As enacted, A-5967 / S-4864 will:
· Expand PLA mandates to projects of any size, regardless of scope or complexity
· Reduce competition and limit bidder participation, particularly among qualified local contractors
· Disadvantage merit shop contractors and their workforce, excluding many skilled workers from public projects
· Increase construction costs and project delays. The only study ever published by the N.J. Commissioner of Labor (despite being statutorily required to perform one every year) found PLAs on school construction projects were 30% more expensive and had an average construction schedule duration of 100 weeks compared to 78 weeks for non-PLA projects. Both statistics can be tied directly to costly rules in union labor contracts, and both will now fall to an even greater degree on the shoulders of the state’s taxpayers. A parting gift that costs taxpayers in what is already the most heavily taxed state in the country goes beyond mere patronage. When many New Jersey families are struggling to make ends meet, throwing an expensive bone to New Jersey unions is a tone-deaf abuse of power.

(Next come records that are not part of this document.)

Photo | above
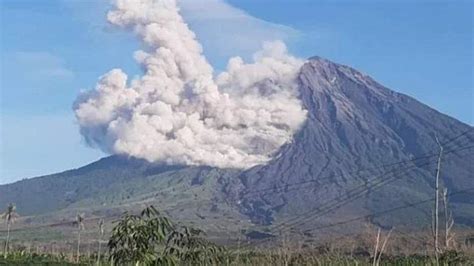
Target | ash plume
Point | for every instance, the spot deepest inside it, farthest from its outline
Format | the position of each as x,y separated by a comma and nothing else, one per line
179,113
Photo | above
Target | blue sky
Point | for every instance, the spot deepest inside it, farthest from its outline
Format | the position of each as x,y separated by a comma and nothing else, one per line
50,50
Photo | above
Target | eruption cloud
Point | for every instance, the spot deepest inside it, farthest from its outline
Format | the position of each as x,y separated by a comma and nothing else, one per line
177,112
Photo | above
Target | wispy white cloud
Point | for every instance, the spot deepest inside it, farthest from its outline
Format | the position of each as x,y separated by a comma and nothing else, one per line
41,65
226,31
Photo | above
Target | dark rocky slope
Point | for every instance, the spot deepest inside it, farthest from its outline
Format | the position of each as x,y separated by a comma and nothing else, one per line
343,163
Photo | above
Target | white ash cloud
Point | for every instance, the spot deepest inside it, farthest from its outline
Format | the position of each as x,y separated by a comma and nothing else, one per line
177,112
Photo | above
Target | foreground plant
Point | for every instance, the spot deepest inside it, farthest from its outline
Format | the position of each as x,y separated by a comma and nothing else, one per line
10,216
150,238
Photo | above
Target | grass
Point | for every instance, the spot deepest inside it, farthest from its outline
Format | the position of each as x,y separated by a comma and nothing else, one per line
235,257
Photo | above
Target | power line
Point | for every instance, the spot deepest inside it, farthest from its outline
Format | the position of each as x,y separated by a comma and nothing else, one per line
285,187
297,220
379,181
409,205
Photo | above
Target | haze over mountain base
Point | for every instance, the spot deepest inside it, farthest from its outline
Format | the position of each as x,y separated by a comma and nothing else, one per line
364,149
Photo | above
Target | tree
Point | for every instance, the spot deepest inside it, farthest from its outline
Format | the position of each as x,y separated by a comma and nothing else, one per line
101,234
448,223
80,227
152,239
10,216
436,205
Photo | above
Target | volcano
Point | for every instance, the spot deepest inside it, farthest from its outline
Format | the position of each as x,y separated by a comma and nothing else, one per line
364,151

Last week a broad coalition of contractors, small businesses, union representatives, minority- and women-owned businesses, and community leaders called on New Jersey lawmakers to reject the legislation that would disproportionately harm workers, employers, and minority and women-owned businesses and will increase the cost of taxpayer-funded public works projects.
The coalition, representing hundreds of thousands of New Jersey employers and workers, includes the African American Chamber of Commerce of New Jersey, United Steel Workers 318, NFIB NJ, NJ Independent Electrical Contractors Association, and the United Service Workers Union.